Friday, December 2, 2011

"The Only Day"

If given the option of living six more months of life with much quality, or 20 more years with little or no quality, which would you choose?

This is not a test. It is, however, an interesting and very different issue for born again believers in the Lord Jesus, as opposed to those who do know Him. The former have much assurance of life both in the here and now, and in the hereafter. The latter have little expectation of any existence but the all too brief temporal span from birth to death. Thus, the question we raise may well elicit very different answers from the believer and the unbeliever.

I suspect that many believers would opt for the six months of quality. Unless God chose for us to linger, (which He might for His good purposes), most of us would likely see little reason to remain in a difficult earthly existence when a glorious Heaven awaits. We would likely seek to live those six months with a great spiritual zest and enthusiasm, seeking to glorify the Lord Jesus, and as I recently heard in a radio advertisement, "leaving this world exhausted!"

The unbeliever might well have a well have a different response. If this present life is all there is, many might well desire the twenty years, hoping to make the best of their difficult lot because a disturbing nothingness is viewed as the only other possibility. Indeed, humanity bears within its heart a great and intrinsic yearning to be. To be forever. The unbeliever, however, has no real hope that his cosmic desire for eternal existence is anything more than an evolutionary cruelty somehow misprogrammed by natural selection. He might therefore opt for twenty years of difficulty in order to stem the tide of nothingness that he believes will drown him in a forever too horrific to easily embrace (sadly, of course, he is wrong in his opinion that life ends upon physical death, and an even greater darkness than nothingness actually awaits those who reject the Lord Jesus).

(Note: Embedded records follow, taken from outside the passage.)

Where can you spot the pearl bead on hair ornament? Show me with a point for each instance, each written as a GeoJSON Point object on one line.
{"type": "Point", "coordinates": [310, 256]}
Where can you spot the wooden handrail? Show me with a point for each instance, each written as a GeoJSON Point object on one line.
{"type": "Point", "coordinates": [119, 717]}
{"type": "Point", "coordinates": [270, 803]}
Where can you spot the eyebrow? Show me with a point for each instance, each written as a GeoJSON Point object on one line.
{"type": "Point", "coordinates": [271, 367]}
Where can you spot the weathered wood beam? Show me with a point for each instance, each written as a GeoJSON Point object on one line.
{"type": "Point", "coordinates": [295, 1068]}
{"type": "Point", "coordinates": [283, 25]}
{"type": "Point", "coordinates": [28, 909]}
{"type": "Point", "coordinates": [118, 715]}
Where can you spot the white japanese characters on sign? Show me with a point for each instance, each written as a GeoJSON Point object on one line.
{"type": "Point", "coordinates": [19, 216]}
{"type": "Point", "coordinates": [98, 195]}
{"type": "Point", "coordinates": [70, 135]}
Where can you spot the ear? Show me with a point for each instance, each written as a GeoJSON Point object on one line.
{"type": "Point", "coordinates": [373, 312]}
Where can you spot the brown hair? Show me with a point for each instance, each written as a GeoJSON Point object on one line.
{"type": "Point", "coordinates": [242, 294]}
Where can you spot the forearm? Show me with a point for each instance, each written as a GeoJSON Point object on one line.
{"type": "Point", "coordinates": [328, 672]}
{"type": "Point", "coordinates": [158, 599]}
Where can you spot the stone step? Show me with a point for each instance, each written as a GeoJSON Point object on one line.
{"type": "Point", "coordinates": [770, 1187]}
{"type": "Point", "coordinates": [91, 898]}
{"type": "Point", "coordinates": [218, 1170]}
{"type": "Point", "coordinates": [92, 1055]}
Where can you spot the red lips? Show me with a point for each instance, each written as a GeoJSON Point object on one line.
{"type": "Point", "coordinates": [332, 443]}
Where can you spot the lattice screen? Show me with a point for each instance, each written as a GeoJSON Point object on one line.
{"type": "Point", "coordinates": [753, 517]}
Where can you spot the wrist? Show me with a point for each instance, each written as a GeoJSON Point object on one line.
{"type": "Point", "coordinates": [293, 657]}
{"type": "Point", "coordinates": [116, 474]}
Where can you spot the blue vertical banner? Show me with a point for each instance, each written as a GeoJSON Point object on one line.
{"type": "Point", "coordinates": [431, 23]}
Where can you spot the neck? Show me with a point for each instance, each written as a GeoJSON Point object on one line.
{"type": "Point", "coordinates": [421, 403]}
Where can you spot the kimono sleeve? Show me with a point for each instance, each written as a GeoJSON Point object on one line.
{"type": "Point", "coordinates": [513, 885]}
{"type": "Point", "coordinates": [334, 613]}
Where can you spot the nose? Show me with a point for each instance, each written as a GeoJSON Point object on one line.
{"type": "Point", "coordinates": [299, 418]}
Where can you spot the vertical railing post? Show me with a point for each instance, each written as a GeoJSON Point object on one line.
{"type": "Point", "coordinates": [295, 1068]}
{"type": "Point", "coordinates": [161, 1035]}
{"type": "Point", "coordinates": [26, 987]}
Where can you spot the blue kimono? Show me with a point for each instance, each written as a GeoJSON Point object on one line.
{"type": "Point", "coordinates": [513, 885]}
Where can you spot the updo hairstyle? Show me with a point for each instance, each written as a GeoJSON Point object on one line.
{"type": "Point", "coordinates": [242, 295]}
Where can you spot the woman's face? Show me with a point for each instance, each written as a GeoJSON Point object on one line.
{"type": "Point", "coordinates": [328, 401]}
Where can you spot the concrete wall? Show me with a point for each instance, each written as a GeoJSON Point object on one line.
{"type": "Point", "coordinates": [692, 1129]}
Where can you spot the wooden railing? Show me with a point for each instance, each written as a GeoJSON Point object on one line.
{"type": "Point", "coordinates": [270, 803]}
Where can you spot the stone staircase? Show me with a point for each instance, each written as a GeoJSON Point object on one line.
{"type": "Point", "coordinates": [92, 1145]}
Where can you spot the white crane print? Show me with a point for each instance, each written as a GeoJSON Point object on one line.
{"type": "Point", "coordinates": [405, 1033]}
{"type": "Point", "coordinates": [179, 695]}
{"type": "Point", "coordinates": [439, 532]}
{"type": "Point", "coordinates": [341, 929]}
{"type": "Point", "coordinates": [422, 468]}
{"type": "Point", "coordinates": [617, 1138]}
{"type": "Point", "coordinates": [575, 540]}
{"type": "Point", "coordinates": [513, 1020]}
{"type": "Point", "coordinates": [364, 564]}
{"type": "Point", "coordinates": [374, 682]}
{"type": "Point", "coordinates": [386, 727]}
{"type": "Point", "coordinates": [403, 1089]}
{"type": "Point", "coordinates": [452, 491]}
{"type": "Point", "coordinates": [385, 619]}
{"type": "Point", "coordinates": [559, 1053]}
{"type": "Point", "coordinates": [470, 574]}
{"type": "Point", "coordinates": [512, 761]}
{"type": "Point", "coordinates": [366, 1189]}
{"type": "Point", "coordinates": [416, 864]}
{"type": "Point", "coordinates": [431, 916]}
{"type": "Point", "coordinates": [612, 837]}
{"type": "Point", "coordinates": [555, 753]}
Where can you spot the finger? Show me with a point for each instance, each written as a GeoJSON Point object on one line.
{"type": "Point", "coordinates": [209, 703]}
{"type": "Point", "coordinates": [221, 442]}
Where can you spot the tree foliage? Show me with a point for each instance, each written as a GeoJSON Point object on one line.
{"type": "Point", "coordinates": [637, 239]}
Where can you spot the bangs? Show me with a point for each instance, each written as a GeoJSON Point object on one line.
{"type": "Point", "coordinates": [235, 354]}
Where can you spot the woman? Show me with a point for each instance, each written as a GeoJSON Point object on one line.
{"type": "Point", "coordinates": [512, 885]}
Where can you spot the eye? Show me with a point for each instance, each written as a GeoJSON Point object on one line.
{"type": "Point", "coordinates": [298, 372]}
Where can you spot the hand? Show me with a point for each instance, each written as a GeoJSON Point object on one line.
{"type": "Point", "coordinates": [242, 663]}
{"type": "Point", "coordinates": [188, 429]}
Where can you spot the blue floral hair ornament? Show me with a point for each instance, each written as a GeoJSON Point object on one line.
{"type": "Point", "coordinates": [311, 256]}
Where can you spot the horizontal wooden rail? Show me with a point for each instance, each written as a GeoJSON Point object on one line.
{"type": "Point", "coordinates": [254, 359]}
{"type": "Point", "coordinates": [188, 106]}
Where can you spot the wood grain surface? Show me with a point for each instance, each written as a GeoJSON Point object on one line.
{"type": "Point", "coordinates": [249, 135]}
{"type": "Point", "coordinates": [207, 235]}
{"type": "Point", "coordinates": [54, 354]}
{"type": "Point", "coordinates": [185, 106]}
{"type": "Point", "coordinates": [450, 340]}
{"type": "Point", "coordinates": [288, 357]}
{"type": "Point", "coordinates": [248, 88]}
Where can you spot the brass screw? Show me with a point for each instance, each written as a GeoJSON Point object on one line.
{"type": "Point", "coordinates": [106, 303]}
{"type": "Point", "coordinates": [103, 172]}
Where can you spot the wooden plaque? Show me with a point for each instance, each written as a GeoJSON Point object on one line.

The truth of the matter is that none of us has six months or twenty years of earthly existence. We have today. Frances and I often challenge each other when either of us expresses concern about the future. "Oh, so the Lord has appeared to you physically and guaranteed that you'll be here tomorrow?!" He doesn't do that, of course, because the Bible plainly commands that we must sink our heart and being into the only day promised in our present existence.

"Take therefore no thought for the morrow... Go to now, ye that say, To day or tomorrow we will go into such a city, and continue there a year, and buy and sell, and get gain: whereas ye know not what shall be on the morrow. For what is your life? It is even a vapor, that appeareth for a little time, and then vanisheth away. For that ye ought to say, If the Lord will, we shall live, and do this, or that" (Matthew 6:34; James 4:13-15).

The best response to the rhetorical question we raise is to outrightly reject its premise. One day. Today. This day is all we have. If we have awoken to greet December 2, 2011 (or whatever day you may be reading this), let us go forth with that "great spiritual zest and enthusiasm" to see what our Heavenly Father has prepared for us, and for those with whom we live our lives. Such a perspective will open our hearts and eyes to His presence and loving purpose for the only day God has given to us. He awaits us therein, and we will find Him as we join the Psalmist in his joyful assurance and affirmation...

"This is the day which the Lord hath made; we will rejoice and be glad in it."